Unos kilómetros más allá abandonaron la carretera y tomaron otra a la izquierda, también de piso de tierra y con una estrechez casi violenta. Polín estaba habituado a las veredas montañesas de su Concejo, pero lo que veía superaba cualquier imaginación. En realidad era un sendero que ascendía zigzagueante entre moles rocosas y precipicios. Tan angosto, que algunas ramas de los descomunales árboles barrían el techo de los vehículos y parecía que les imposibilitarían la circulación. Curvas y más curvas suicidas, agudizando constantemente la sugestión del abismo. La apelmazada atmósfera se invadía del tufo de frenos chamuscándose. Miró a sus compañeros y sorprendió en sus rostros el mismo canguelo que él sentía, lo que no era el caso de Martín, despegado siempre de temores. Le miró y se confortó. Al poco entraron en zona de niebla baja, con el piso mojado. El sol y los mosquitos desaparecieron, como si hubieran pasado a otro país. Una masa de algodón lloviznado se adueñó del espacio. La temperatura empezó a bajar y muchos empezaron a tiritar de frío ante el brusco cambio. Rachas de agua pulverizada entraban por las ventanillas y las puertas. Los conductores prendieron las luces pero no todos pudieron conectar los limpiaparabrisas por estar averiados. De vez en cuando el convoy se detenía y alguien bajaba a limpiar los cristales.
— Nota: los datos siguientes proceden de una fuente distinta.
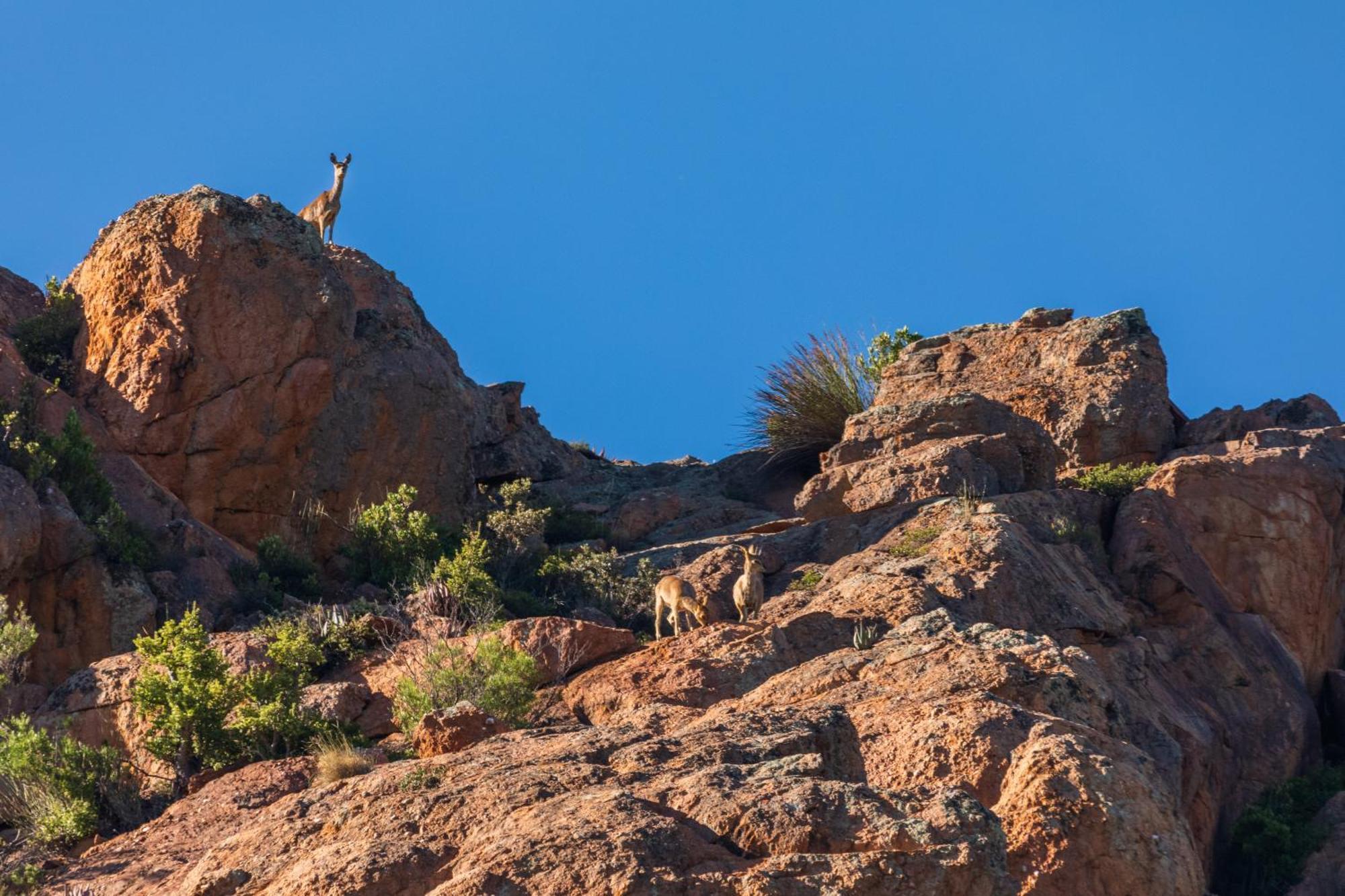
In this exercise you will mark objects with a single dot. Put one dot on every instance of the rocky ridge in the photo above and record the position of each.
(1066, 694)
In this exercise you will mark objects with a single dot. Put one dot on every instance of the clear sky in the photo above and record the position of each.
(633, 206)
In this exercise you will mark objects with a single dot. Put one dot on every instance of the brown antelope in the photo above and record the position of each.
(750, 589)
(322, 212)
(676, 594)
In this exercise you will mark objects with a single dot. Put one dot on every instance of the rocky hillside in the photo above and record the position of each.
(970, 676)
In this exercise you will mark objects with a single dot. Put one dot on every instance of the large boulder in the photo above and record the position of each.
(1100, 385)
(898, 454)
(1305, 412)
(249, 370)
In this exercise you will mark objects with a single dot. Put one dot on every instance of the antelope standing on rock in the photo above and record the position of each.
(750, 589)
(322, 212)
(676, 594)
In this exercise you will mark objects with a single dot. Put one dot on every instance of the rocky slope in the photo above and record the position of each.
(1066, 693)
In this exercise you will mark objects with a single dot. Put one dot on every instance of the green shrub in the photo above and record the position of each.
(268, 721)
(46, 342)
(588, 577)
(18, 635)
(806, 581)
(915, 542)
(1116, 482)
(462, 587)
(883, 350)
(493, 676)
(805, 400)
(1276, 834)
(186, 692)
(59, 790)
(72, 460)
(291, 571)
(393, 544)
A unos quince kilómetros coronaron el puerto. Las guaguas se detuvieron en una explanada para que los autobuses recuperaran el resuello y los pasajeros vaciaran sus vejigas y depósitos rectales. A un lado vieron un pequeño altar al aire libre. Uno de los conductores les informó que se trataba de la Virgen de los Camioneros, y que lo ideó un español hacía unos cinco años. Al parecer tuvo un accidente y salvó la vida milagrosamente. Su camión cayó al vacío y él estuvo más de un día suspendido en el precipicio, rezando a la Virgen. Ella le permitió salir del trance. En agradecimiento construyó la placa y el altarejo, que siempre estaba rodeado de ramos de flores y velas, ofrendas de tantos necesitados de protección divina.

A partir de ahí el camino era descendente, con curvas más abiertas que permitían espaciar las frenadas. La niebla quedó atrás y pudieron contemplar unos valles inmensos sembrados de lomas y con tupida vegetación natural. Era como un mundo intocado, la tierra nunca pisada. Ahí parecía estar su futuro. ¿Sería lo que señalaba el dedo de Colón? Para empezar tendrían una casa para cada uno, debidamente amueblada y con luz eléctrica y agua corriente. Y de inmediato empezarían a trabajar en las parcelas de su propiedad, que les estaban esperando junto a los aperos necesarios y las semillas.

Finalmente llegaron a Constanza, cuando el sol se había precipitado tras los picachos. Habían empleado más de siete horas en cubrir una distancia de unos ciento cuarenta kilómetros desde Ciudad Trujillo. Pero al fin, después de tantos fatigosos días, su viaje había terminado.